Vezir Nizamülmülk’ten Devlete Nasihatler

Vezir Nizamülmülk’ten Devlete Nasihatler

Gazetemiz köşe yazarlarından Alperen Aydın’ın iki haftadır dikkat çekmeye çalıştığı ‘Nesli İfsada Dur’ başlıklı yazılarını ilgiyle okudum. Mutlaka dikkat edilmesi gereken konular ele alınmış. Günümüzde iyice ayyuka çıksa da tarih boyunca bu düşünceler ortaya atılmış. Söz konusu yazılara konu olan ifsatlar ile tarihte nasıl mücadele edilmiş bir bakalım. Nizamiye Medreseleri’nin kurucusu olan Selçuklu dünya görüşünün temelini atan Vezir Nizamülmülk’ün kaleme aldığı Siyasetname kitabında bozuk itikatlar ile nasıl mücadele edileceğini örneklerle açıklamış. 
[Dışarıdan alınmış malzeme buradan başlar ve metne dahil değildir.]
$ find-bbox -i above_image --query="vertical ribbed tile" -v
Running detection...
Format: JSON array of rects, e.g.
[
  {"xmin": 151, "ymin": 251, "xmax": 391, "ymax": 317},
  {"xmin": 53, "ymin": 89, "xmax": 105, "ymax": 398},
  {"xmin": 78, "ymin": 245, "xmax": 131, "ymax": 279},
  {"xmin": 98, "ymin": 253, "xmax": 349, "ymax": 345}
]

SİYASETNAMEDEN ÖRNEK BÖLÜMLER
“… Gerçekten Efendi Melikşah bilsin ki o büyük günde ferman altında bulunan bu kulların cevabını ondan soracaklardır. Başkasına havale edecek olursa, dikkate almayacaklardır. Madem durum böyledir, bu önemli işin idaresini hiç kimseye bırakmamak, halkın işinden gafil olmamak, muktedir olduğu kadar onların ahvalini gizli ve açık sormak, uzun elleri kısaltmak, zalimlerin zulmünü onların üzerinden kaldırmak gerekir; öyle ki O’nun bereketi onun devleti zamanına ulaşır; hayır dua kıyamete kadar onun ruhuna erişir. Fudayl b. İyaz: ‘Eğer benim duam kabul olunsaydı, adil sultandan başkasına dua etmezdim. Zira, kendisinin iyiliği ve Yüce Allah’ın kullarına iyiliği, cihanın bayındırlığı adalettendir.’ demiştir”
***
… Sultan Mahmud, Irak’ı aldığı zamanlarda ‘Deyr Keçin’ isimli yerde bir kadının eşyalarını hırsızlar çaldı. Hırsızlığı yapan bu insanlar, itikadları bozuk, her türlü ahlaksızlığı yapmaktan çekinmeyen bir eşkıya taifesiydi. Kadın Sultan’a gidip hırsızları şikayet etti ve onlardan bahsetti. Sultan Mahmud “Deyr Keçin nerede bulunuyor?” diye sorunca, Kadın, “Ne kadar olduğunu bildiğin ve hakkını verebileceğin kadar vilayet zabt et” dedi. Sultan, “Doğru söyledin” dedi. Ardından, “Bu eşkıyaların hangi kavimlerden olduklarını, nereden gelmiş bulunduklarını biliyor musun?” diye sordu. Kadın onların kim olduklarını anlattı. Bu eşkıya taifesinin, Allah Rasulü’nün faziletli hanımlarına iftira atan, lutîlikte bulunarak haddi aşan, insanları bozuk fırkalara dahle zorlayan, İslami kaideleri inkâr eden bir güruh olduğunu öğrendi. Ve onlara gerekeni yaptı.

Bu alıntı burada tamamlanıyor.